The framing was simple, functional, and period appropriate. An elegant ruled line in gold framed the mat opening. A second piece of glass and several mats were added to the back so that both sides could be viewed. We added an “Easel Mate” so that it could sit on a shelf. Museum Glass was used on the front to cut down on the glare.
Judy acquired this by way of a family member. There are some available for a fair price on Ebay.
Welcome to Day 24 of Whispering Woods Gallery’s “Vintage is Now” series. This is an example of how we think “outside of the frame.” We started with a small original 1956 black and white snapshot of Lucy the Elephant, my Mom and sister. It’s special because my brother is in the photo too, he’s just barely showing… Lucy is smiling and my sister is a positively precious toddler!
We have many creative elements. Our designer carefully colorized the photo and added fun type to replicate large letter vintage postcards. The vintage style frame choice is perfect for the theme and for the shore home where it is now displayed. The clear beach palette colors work well in a shore setting. Fun mat cutter embellishment were added to the top mat.
More than sixty years later Lucy is still delighting visitors in Margate, NJ. Do you have a favorite family photo? Let us create a fun piece that will be a family treasure for years to come.
Welcome to Whispering Woods Gallery’s series of vintage photo projects. Every day in April we are featuring a custom framed vintage photo project from our shop.
Today’s project dates back to 1910. We framed three very dear items for Mary of Holland, Pa. The Chicago Kindergarten College certificate and photograph had been previously framed and had sadly suffered damage due to improper framing materials. We scanned the photo, fixed the imperfections digitally and made a new copy for this project. We used the original certificate, covering the discoloration with the oval mat. We sewed the ring to the backing board so if needed, it would be in it’s original condition.
The frame’s pattern mimics the flourishes of the Copperplate pen and ink writing. The warm tones of the mat and frame work well with the three items. Having a three dimensional object in the frame makes the project come alive. Do you have an idea? We are happy to help! Stop by the Gallery to see similar projects.
This photo reprint of the USS Rawlins was recently framed to celebrate a 90th birthday for a sailor who served on this ship in the South Pacific during WWII. We were asked to include the ribbons of this very young sailor who was anxious to join the war.
We love the patriotic colors and we thank this fine soldier for protecting our country!
A few months ago we worked on an interesting project of framing many snapshots for a new resident of a nearby independent living community.
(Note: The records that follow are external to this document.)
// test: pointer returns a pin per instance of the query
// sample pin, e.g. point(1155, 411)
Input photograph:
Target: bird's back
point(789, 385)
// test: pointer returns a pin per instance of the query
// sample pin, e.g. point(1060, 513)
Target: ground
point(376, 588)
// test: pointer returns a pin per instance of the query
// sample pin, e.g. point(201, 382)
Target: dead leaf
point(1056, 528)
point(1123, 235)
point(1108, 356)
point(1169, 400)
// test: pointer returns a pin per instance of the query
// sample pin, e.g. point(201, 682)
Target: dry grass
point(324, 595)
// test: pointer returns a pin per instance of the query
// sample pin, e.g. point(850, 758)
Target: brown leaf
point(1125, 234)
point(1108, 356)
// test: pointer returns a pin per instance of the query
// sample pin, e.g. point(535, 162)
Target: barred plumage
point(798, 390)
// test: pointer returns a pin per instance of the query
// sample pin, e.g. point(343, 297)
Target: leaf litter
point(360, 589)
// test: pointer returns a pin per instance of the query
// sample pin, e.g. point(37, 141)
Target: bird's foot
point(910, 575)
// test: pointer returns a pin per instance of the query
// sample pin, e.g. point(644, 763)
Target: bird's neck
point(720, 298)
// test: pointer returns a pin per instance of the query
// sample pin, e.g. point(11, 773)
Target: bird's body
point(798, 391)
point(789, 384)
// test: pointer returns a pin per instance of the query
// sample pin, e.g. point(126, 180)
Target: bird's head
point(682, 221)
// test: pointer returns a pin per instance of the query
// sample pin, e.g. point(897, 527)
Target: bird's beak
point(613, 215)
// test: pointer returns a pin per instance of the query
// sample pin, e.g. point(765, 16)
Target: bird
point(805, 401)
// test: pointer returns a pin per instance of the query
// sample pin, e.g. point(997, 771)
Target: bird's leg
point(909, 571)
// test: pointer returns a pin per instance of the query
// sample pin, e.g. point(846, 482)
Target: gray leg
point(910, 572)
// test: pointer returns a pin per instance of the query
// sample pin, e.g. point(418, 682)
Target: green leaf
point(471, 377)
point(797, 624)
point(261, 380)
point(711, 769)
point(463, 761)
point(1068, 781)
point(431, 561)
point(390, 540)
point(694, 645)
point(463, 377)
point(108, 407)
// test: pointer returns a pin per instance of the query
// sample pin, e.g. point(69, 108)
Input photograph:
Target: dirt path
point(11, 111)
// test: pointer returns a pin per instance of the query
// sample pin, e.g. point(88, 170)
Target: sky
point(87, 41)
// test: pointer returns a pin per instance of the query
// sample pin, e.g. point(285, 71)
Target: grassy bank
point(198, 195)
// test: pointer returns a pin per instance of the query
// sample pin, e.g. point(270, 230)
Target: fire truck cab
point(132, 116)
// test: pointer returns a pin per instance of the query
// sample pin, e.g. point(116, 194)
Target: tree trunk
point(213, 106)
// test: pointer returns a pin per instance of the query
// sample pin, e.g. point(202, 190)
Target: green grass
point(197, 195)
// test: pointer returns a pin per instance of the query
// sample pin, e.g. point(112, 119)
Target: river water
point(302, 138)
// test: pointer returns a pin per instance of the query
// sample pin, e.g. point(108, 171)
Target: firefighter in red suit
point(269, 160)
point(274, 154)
She stopped by the shop with a very large folder of her favorite photos. There were dozens of images spanning many decades! It took a while but we narrowed them down to make two pleasing arrangements. Each photo was meaningful and would bring joy. The framing was exactly to her specifications to fit in two places in her living area.
We had several challenges. We had to select from so many important photos. Also we had to keep the size to a minimum. All of the photos were from different time periods so nothing matched. All of the photo sizes were unique making layout a challenge.
The end result was perfect and we are delighted to preserve these memories for a resident new to the area.